La mattina di martedì 20 giugno il gruppo di prigionieri detenuti a Malesco viene trasferito.
«Ci fecero firmare una dichiarazione in lingua tedesca» racconta Suzzi. «Noi ne ignoravamo il contenuto. Poi subito la partenza. Fummo fatti salire e rinchiusi in un grande camion, interamente ricoperto da grossi teloni […].
La debolezza aveva attutito la nostra sensibilità, perciò non sentivamo più la fame. La sete invece continuava a roderci. Ammassati nel camion, che l’autista conduceva senza riguardo, ci sentivamo barullati come bestie condotte al macello.
Verso mezzogiorno giungemmo a Intra. Ci condussero proprio nel centro, davanti alla grande villa Caramora. Sul posto era pronto il plotone di esecuzione. Sembrava non volessero perder tempo. Ci fecero allineare sul lungolago del parco Cavallotti, con le spalle rivolte alle armi automatiche. Era incredibile come tutto fosse calmo. Le armi furono puntate, scattarono le sicure Considerai iniziata l’esecuzione. Ma improvvisamente un tedesco urlò dalla villa Caramora e ne discese le scale. Scambiò alcune parole con l’ufficiale che comandava il plotone. Le armi furono abbassate e rinacque in noi la speranza […]».

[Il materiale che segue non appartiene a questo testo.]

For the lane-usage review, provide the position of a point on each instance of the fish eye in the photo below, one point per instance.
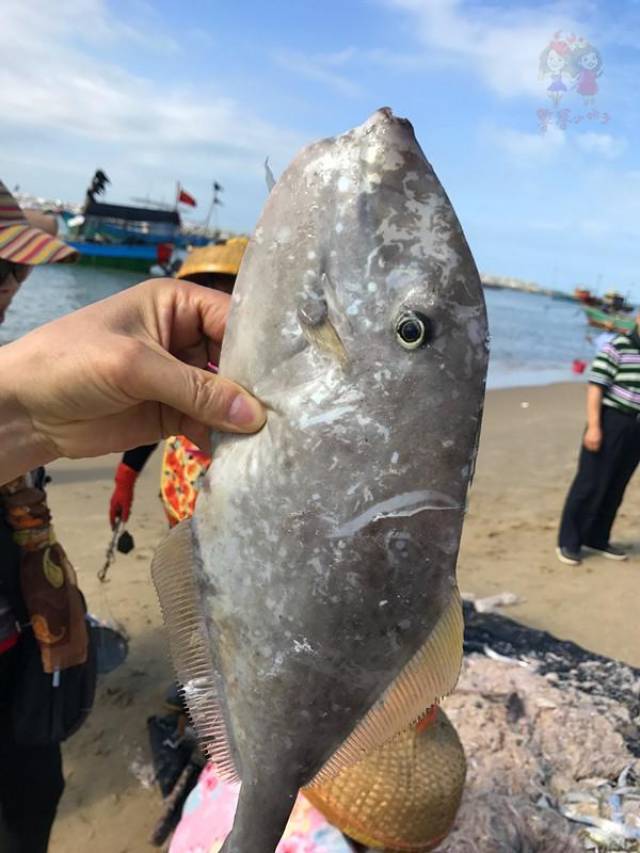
(412, 330)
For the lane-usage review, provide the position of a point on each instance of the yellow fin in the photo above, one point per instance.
(173, 575)
(430, 675)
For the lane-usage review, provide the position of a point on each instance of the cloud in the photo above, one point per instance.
(500, 43)
(56, 83)
(603, 144)
(527, 149)
(321, 69)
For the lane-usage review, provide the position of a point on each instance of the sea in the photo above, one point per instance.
(534, 339)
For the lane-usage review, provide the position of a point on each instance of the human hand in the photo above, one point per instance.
(593, 438)
(122, 497)
(117, 374)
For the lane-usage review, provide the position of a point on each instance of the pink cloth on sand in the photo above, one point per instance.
(208, 813)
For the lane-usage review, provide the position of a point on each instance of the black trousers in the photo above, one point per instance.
(597, 491)
(31, 781)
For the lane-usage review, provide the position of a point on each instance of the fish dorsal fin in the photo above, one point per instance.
(430, 675)
(173, 573)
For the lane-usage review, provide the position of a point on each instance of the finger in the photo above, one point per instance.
(200, 395)
(199, 312)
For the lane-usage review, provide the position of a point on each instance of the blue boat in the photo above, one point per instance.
(122, 236)
(138, 258)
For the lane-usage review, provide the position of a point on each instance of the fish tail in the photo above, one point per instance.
(261, 817)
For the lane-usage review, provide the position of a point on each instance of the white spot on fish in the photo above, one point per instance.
(283, 234)
(399, 506)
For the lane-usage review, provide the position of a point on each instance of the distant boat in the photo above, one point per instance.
(611, 322)
(122, 236)
(135, 258)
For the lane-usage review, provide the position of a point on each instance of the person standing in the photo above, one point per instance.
(42, 625)
(609, 454)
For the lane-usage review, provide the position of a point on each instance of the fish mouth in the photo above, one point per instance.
(384, 116)
(399, 506)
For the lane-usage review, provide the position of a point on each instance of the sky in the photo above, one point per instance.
(197, 91)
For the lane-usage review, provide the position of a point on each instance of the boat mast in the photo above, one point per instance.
(213, 207)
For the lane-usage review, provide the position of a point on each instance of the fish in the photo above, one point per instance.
(311, 603)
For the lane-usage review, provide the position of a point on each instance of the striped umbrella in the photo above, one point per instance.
(21, 243)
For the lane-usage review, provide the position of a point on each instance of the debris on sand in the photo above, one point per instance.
(548, 767)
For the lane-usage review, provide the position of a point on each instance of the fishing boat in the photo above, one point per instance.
(601, 319)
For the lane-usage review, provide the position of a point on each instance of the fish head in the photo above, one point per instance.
(367, 323)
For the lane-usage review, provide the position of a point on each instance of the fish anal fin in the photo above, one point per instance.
(430, 675)
(173, 572)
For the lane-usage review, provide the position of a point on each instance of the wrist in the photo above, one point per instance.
(22, 446)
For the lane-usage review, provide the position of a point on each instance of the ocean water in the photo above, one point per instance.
(533, 339)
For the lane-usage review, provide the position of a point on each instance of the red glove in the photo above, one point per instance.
(122, 497)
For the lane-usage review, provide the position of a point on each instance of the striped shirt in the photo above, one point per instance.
(617, 369)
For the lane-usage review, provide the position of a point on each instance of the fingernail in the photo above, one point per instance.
(246, 412)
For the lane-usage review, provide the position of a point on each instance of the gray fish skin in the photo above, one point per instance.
(328, 542)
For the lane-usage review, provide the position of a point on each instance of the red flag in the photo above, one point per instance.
(185, 198)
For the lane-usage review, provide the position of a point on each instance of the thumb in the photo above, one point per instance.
(202, 396)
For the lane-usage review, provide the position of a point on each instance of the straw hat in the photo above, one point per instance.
(24, 243)
(405, 795)
(218, 259)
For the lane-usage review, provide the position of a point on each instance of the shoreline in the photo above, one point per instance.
(526, 460)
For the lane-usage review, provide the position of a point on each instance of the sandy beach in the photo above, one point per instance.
(527, 458)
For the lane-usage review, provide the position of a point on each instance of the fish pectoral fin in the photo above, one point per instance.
(430, 675)
(173, 572)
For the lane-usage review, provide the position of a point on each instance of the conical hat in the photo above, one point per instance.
(221, 259)
(402, 797)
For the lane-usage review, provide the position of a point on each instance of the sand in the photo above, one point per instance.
(527, 458)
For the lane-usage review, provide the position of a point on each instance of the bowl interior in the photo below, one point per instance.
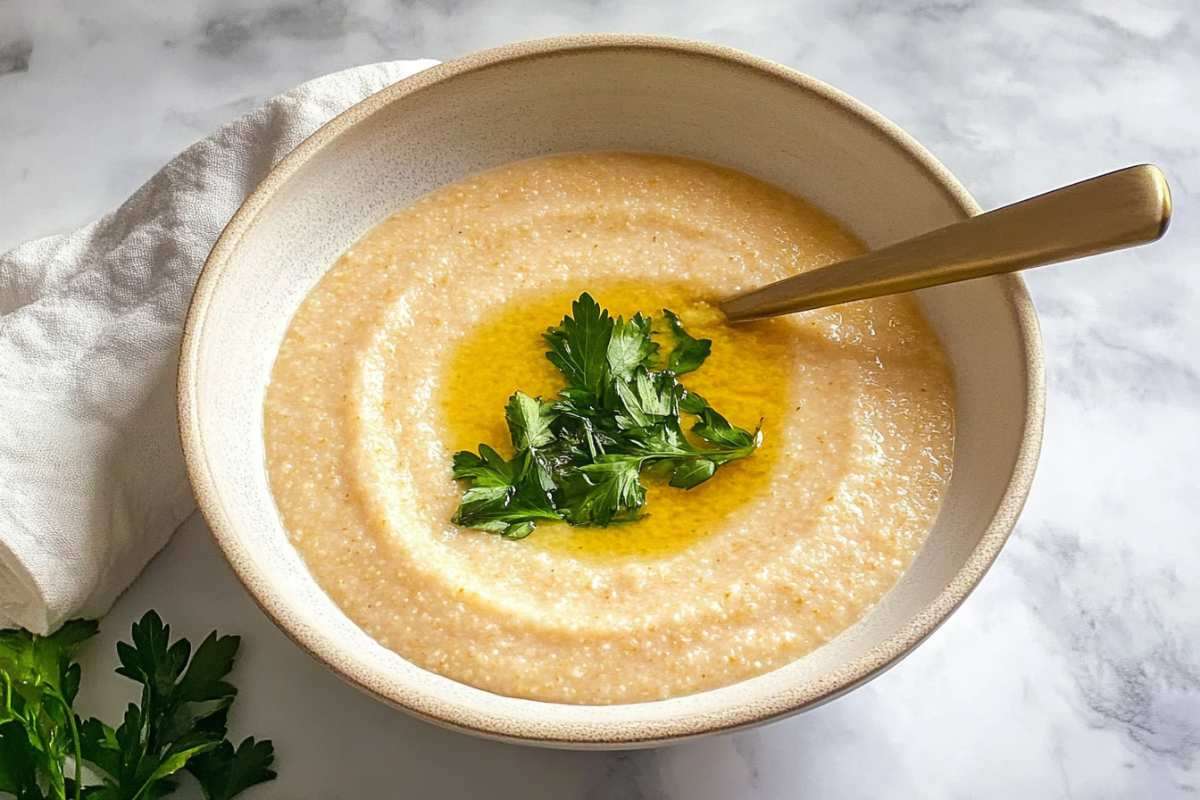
(541, 98)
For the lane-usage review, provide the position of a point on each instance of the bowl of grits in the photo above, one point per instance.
(507, 270)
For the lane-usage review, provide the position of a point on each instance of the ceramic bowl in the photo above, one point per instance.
(599, 92)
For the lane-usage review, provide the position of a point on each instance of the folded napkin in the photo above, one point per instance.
(91, 474)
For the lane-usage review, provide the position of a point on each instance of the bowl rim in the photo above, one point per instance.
(617, 734)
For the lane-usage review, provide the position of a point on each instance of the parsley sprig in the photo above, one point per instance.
(47, 752)
(581, 457)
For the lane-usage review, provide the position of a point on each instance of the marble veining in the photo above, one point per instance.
(1072, 672)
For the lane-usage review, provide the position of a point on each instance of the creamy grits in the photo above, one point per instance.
(409, 346)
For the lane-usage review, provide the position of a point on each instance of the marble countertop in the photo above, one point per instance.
(1072, 672)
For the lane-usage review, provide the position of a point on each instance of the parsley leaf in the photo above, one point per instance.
(689, 353)
(630, 346)
(180, 719)
(579, 347)
(225, 771)
(529, 420)
(581, 458)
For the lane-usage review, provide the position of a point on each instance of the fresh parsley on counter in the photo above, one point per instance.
(47, 752)
(581, 457)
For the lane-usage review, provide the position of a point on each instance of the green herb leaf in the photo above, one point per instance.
(630, 346)
(180, 719)
(605, 491)
(529, 420)
(580, 458)
(579, 347)
(689, 353)
(225, 771)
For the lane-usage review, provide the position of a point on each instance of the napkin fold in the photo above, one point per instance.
(91, 475)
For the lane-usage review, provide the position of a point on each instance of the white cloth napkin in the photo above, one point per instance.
(91, 475)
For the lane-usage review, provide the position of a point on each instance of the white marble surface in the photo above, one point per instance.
(1073, 672)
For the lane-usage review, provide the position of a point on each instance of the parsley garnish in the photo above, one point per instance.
(580, 458)
(180, 723)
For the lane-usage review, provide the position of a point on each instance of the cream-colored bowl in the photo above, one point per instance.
(598, 92)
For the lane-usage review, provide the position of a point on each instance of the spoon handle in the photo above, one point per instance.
(1122, 209)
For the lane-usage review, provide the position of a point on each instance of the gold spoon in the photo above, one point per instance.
(1122, 209)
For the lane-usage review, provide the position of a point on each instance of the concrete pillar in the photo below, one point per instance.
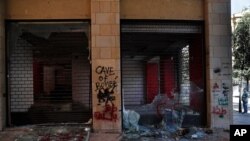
(2, 67)
(105, 55)
(219, 62)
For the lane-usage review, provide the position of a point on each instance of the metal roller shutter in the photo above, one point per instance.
(49, 72)
(164, 59)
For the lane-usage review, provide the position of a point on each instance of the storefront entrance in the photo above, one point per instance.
(163, 71)
(48, 72)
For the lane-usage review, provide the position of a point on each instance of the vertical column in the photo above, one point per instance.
(219, 60)
(2, 66)
(105, 54)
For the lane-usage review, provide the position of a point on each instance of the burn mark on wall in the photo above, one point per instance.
(105, 90)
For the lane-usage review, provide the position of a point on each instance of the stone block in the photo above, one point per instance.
(105, 41)
(115, 52)
(95, 53)
(115, 6)
(115, 29)
(105, 53)
(220, 7)
(105, 6)
(95, 30)
(105, 18)
(106, 30)
(221, 51)
(95, 7)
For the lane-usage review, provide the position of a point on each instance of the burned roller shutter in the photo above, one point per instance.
(163, 67)
(49, 72)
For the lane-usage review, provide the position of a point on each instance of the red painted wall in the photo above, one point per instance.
(167, 76)
(196, 75)
(152, 85)
(37, 78)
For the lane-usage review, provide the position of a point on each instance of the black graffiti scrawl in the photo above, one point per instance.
(106, 85)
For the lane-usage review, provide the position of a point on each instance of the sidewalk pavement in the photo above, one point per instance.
(14, 134)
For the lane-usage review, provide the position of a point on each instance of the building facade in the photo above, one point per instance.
(71, 61)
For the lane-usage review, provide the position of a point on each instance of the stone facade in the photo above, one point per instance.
(218, 45)
(105, 58)
(105, 53)
(2, 66)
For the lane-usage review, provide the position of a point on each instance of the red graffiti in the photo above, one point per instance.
(109, 113)
(216, 86)
(219, 111)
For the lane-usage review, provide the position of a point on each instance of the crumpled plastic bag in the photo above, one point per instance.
(130, 120)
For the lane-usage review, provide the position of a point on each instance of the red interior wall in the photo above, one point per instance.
(152, 81)
(167, 76)
(195, 72)
(37, 78)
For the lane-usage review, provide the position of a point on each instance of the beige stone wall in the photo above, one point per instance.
(162, 9)
(47, 9)
(2, 67)
(218, 48)
(106, 78)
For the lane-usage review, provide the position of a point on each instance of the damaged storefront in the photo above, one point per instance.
(142, 68)
(49, 72)
(162, 75)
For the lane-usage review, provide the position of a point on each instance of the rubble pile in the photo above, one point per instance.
(55, 132)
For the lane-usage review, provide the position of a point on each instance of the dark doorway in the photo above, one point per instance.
(163, 69)
(49, 72)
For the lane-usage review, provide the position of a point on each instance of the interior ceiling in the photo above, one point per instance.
(58, 43)
(153, 43)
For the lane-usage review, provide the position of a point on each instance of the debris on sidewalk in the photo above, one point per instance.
(50, 132)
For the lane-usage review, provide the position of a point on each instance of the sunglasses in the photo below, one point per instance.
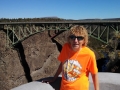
(73, 37)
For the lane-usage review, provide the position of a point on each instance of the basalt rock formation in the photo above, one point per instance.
(32, 59)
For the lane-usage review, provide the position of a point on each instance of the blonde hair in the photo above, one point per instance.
(78, 30)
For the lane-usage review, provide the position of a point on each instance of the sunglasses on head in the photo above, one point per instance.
(73, 37)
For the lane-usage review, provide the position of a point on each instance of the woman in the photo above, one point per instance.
(77, 61)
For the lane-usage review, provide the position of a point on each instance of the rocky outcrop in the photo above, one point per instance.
(34, 58)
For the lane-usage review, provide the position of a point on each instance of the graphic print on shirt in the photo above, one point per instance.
(71, 70)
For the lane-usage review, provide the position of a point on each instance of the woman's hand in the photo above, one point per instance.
(50, 80)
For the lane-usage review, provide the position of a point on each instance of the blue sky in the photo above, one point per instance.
(67, 9)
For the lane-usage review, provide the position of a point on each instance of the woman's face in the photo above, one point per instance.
(76, 42)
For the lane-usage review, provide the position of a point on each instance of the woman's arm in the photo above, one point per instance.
(95, 81)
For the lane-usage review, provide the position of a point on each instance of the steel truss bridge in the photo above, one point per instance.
(18, 31)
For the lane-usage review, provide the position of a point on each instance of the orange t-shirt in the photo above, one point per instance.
(76, 67)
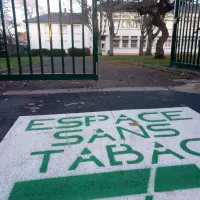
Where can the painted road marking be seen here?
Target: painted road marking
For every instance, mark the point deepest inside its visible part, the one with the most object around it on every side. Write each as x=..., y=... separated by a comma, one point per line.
x=128, y=154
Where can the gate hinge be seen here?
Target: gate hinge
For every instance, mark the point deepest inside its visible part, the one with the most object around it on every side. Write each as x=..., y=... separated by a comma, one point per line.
x=176, y=20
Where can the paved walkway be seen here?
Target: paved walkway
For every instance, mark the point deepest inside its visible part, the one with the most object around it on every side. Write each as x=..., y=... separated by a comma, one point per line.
x=133, y=135
x=111, y=74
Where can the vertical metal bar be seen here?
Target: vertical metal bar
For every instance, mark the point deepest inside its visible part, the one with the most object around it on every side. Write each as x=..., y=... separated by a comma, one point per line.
x=83, y=33
x=174, y=33
x=39, y=37
x=180, y=29
x=193, y=32
x=197, y=34
x=198, y=57
x=16, y=36
x=183, y=31
x=5, y=38
x=186, y=35
x=72, y=36
x=28, y=37
x=190, y=29
x=94, y=29
x=50, y=36
x=61, y=35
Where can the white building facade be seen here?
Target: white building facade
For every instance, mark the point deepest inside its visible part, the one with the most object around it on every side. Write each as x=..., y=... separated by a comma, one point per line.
x=56, y=33
x=126, y=41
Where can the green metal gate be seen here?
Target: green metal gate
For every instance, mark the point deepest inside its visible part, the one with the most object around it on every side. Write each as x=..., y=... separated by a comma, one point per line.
x=72, y=68
x=186, y=34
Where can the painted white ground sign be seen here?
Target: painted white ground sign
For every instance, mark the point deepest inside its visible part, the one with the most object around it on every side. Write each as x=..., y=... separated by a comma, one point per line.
x=129, y=154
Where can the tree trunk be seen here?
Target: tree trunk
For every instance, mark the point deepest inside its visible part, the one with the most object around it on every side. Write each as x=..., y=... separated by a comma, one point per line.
x=99, y=45
x=141, y=51
x=111, y=45
x=149, y=45
x=165, y=34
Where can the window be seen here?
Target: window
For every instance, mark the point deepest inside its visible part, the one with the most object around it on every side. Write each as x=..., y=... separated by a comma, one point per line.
x=144, y=44
x=116, y=42
x=77, y=29
x=64, y=27
x=116, y=23
x=103, y=47
x=47, y=28
x=103, y=38
x=129, y=24
x=133, y=41
x=48, y=44
x=125, y=40
x=168, y=43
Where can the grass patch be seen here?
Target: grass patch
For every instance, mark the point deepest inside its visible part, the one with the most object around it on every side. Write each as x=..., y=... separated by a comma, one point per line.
x=139, y=59
x=14, y=62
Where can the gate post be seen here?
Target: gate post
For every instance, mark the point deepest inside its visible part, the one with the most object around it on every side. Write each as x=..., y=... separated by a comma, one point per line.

Al gruppo giunto da Malesco si uniscono alcuni prigionieri prelevati dalle cantine di villa Caramora, come testimonia ancora il giudice Emilio Liguori:
« Lo spettacolo che stava per essere ammannito fu subito intuito dalla donna [Cleonice Tomassetti ndr]. Costei si levò in piedi e con fare spontaneo, senza forzare il tono della voce, direi quasi con amorevolezza, rivolta ai compagni di sciagura pronunciò queste testuali parole: "Su, coraggio ragazzi, è giunto il plotone di esecuzione. Niente paura. Ricordatevi che è meglio vivere da italiani che vivere da spie, da servitori dei tedeschi". Aveva appena finito di parlare che, infuriato, le fu addosso un soldato germanico che doveva capire un poco l'italiano o che del senso delle parole pronunciate era stato messo al corrente da un militare italiano. (Quale schifo il contegno servile verso i padroni tedeschi dei militi fascisti! Non di tutti per fortuna, perché ne vidi più d'uno fremere di rabbia osservando ciò che di orribile si compiva intorno a lui). La donna fu colpita atrocemente da più di uno schiaffo e da uno sputo sul viso. Non si scompose; incassò impassibilmente, e poi, fiera e con aria ispirata, quasi trasumanata, disse parole, che, per mio conto, la rende degna di essere paragonata a una donna spartana, o meglio ancora ad una eroina del nostro risorgimento: "Se percuotendomi volete mortificare il mio corpo, è superfluo il farlo: esso è già annientato. Se invece volete uccidere il mio spirito, vi dico che è opera vana: quello non lo domerete mai!". Poi, rivolta ai compagni: "Ragazzi, viva l'Italia, viva la libertà per tutti", gridò con voce squillante.»
Liguori e altri sono invece trattenuti e in serata verranno trasferiti alle scuole femminili, usate come carcere. Nella loro cella, la notte tra il 20 e il 21, entrerà anche un partigiano conosciuto il giorno prima a Villa Caramora: si tratta di Frank Ellis, che racconterà a Liguori di essere stato prima trasportato con gli altri a Fondotoce per essere fucilato, ma poi inspiegabilmente riportato a Verbania con altri due partigiani.
Nel pomeriggio di martedì 20 giugno 1944 il gruppo di partigiani - nel corteo sono quarantasei, tre di loro verranno all’ultimo momento risparmiati – viene trasferito da Intra a Fondotoce. Fatti salire su alcuni camion, i partigiani sono costretti ripetutamente a scendere lungo il tragitto - a Intra, Pallanza e Suna – attraversando a piedi, in una macabra processione, i centri abitati. Due partigiani in testa al corteo portano un cartello su cui c’è scritto a caratteri cubitali: “Sono questi i liberatori d’Italia, oppure sono i banditi?”.